Se incorporó en la silla para sacar los cigarrillos del bolsillo delantero, luego le ofreció uno a Croft, que declinó con un gesto de la cabeza.

– Bueno, me ha parecido que se lo estaba pensando. He supuesto que conseguiría sacarle unas semanas más.

– Es cosa de hacerse mayor -dijo Croft-. Hay que escapar de las viejas que asustan. Yo también pasé por lo mismo.

– Cállate, Croft.

Ese fue el final de la discusión y el final de la relación laboral entre Dylan y Vendlemachine. Croft fue a la cocina y regresó con más vasos y todos se sentaron al sol a exprimir limón en la Coca-Cola y Dylan, Rachel y Croft hojearon cómics mientras Isabel se manchaba los dedos con la tinta del Times . La Antorcha Humana era el hermano pequeño de la Chica Invisible y la Chica Invisible estaba casada con Mr. Fantástico, y Ben Grimm era La Cosa y Alicia su novia ciega, una escultora que sinceramente apreciaba el cuerpo odioso pero monumental de su novio, y Estela Plateada era heraldo de Galactus y Galactus se comía planetas pero Estela Plateada había ayudado a los Cuatro Fantásticos a proteger la Tierra, y Rayo Negro no podía abrir la boca porque una simple sílaba suya era tan poderosa que podía partir el mundo en dos: Croft y su madre se lo explicaron todo a Dylan, los bocadillos llenos de palabras sobre el papel amarillento pálido, mientras Vendlemachine movía los labios en silencio y acababa por quedarse dormida en la silla y aquella tarde de domingo de finales de octubre dejaba paso al anochecer, Abraham oscurecía a pinceladas cuadrados de celuloide en su estudio, los desnudos del salón se quedaban sin luz que los hiciera brillar, las ventanas traseras y las salidas de incendios negras destacaban contra el cielo veteado en tonos rojizos, la calle se volvía demasiado oscura para calcular un buen lanzamiento y la Spaldeen golpeaba a un niño en la cara y de todos modos era la hora de cenar. Dylan se durmió en la silla solo un minuto y durante ese minuto Isabel y él tuvieron el mismo sueño, pero al despertarse ninguno de los dos lo recordaba.

– Déjamelo ver un minuto.

«Déjame ver»: veías una pelota de baloncesto, una baraja de cartas de béisbol o una pistola de agua cogiéndola con las manos, lo que pasara después era dudoso. La propiedad dependía sobre todo de no dejar ver nada a nadie. Si dejabas a un niño «ver un minuto» una botella de Yoo-Hoo, se bebía lo que quedara.

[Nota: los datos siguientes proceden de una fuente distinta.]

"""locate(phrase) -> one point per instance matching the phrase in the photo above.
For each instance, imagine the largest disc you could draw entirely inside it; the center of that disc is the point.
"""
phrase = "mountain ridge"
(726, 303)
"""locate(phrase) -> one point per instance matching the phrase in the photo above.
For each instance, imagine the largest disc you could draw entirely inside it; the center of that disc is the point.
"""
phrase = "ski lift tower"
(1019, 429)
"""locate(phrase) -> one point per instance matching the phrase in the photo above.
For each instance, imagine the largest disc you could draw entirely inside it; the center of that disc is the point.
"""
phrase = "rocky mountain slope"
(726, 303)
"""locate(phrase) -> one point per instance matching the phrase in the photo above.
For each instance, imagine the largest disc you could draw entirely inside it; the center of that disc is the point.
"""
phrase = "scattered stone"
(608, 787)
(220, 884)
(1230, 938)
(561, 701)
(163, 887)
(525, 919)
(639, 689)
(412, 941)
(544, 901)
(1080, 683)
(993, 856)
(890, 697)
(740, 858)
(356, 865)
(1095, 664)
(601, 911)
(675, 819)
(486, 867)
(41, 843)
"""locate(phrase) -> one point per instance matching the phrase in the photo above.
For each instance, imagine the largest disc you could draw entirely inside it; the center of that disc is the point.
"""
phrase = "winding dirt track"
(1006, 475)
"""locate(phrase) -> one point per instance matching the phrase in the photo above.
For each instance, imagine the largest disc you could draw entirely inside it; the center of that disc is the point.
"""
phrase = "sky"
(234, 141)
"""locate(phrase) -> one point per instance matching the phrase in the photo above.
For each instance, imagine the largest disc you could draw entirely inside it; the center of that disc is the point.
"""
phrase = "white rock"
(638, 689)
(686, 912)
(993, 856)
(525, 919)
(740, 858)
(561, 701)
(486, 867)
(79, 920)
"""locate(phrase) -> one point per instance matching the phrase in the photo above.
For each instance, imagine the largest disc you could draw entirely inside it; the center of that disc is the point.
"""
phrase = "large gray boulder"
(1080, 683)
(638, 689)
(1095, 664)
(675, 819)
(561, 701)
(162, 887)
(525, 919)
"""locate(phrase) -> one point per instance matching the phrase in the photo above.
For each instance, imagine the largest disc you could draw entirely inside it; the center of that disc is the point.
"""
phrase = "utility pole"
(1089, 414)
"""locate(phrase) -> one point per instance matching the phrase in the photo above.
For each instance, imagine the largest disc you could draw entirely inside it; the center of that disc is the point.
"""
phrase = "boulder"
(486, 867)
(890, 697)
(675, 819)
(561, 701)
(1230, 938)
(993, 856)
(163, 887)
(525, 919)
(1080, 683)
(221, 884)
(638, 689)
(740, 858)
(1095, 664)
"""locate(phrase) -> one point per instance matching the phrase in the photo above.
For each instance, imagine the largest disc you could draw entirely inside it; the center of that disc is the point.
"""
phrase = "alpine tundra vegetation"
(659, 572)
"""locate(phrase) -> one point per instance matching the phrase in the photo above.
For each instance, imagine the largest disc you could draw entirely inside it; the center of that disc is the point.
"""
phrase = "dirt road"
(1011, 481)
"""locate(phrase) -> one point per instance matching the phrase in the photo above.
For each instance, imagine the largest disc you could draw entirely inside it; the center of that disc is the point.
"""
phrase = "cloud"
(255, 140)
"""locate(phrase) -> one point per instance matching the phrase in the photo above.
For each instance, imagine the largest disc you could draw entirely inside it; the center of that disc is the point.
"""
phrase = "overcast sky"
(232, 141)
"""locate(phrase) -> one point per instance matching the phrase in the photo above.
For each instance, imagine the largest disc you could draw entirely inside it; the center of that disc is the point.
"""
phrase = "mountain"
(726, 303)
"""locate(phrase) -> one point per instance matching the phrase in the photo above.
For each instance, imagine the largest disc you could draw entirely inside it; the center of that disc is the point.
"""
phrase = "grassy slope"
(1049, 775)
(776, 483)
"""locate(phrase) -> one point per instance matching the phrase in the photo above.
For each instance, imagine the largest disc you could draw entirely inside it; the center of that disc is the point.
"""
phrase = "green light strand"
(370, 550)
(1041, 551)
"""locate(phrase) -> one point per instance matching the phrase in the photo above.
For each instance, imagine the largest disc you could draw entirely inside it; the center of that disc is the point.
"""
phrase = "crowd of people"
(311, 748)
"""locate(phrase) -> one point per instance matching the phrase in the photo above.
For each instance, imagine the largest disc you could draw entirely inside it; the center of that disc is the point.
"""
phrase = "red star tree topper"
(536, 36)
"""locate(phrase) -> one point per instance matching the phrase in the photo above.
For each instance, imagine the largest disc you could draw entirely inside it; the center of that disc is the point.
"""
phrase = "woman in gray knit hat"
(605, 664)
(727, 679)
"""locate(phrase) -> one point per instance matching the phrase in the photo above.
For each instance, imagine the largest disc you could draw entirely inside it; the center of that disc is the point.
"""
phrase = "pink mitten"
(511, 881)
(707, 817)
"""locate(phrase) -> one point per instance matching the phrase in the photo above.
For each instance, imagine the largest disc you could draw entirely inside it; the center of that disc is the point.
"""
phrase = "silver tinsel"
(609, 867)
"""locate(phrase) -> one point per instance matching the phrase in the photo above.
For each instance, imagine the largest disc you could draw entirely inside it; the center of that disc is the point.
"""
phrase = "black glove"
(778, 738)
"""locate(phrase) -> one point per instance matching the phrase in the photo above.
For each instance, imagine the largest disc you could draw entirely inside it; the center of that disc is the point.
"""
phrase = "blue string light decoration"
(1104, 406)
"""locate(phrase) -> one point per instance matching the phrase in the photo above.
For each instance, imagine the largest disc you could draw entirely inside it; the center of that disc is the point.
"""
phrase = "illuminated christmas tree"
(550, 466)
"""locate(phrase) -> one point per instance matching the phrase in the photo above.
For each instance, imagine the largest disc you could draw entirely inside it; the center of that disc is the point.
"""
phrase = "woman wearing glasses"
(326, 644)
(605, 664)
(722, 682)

– Déjame ver, déjame probar. Solo quiero dar una vuelta.

Dylan aferró el manillar. Abraham había retirado las ruedecitas adicionales el día anterior y Dylan todavía se bamboleaba, todavía raspaba las deportivas en la acera porque quitaba los pies de los pedales para recuperar el equilibrio y frenar.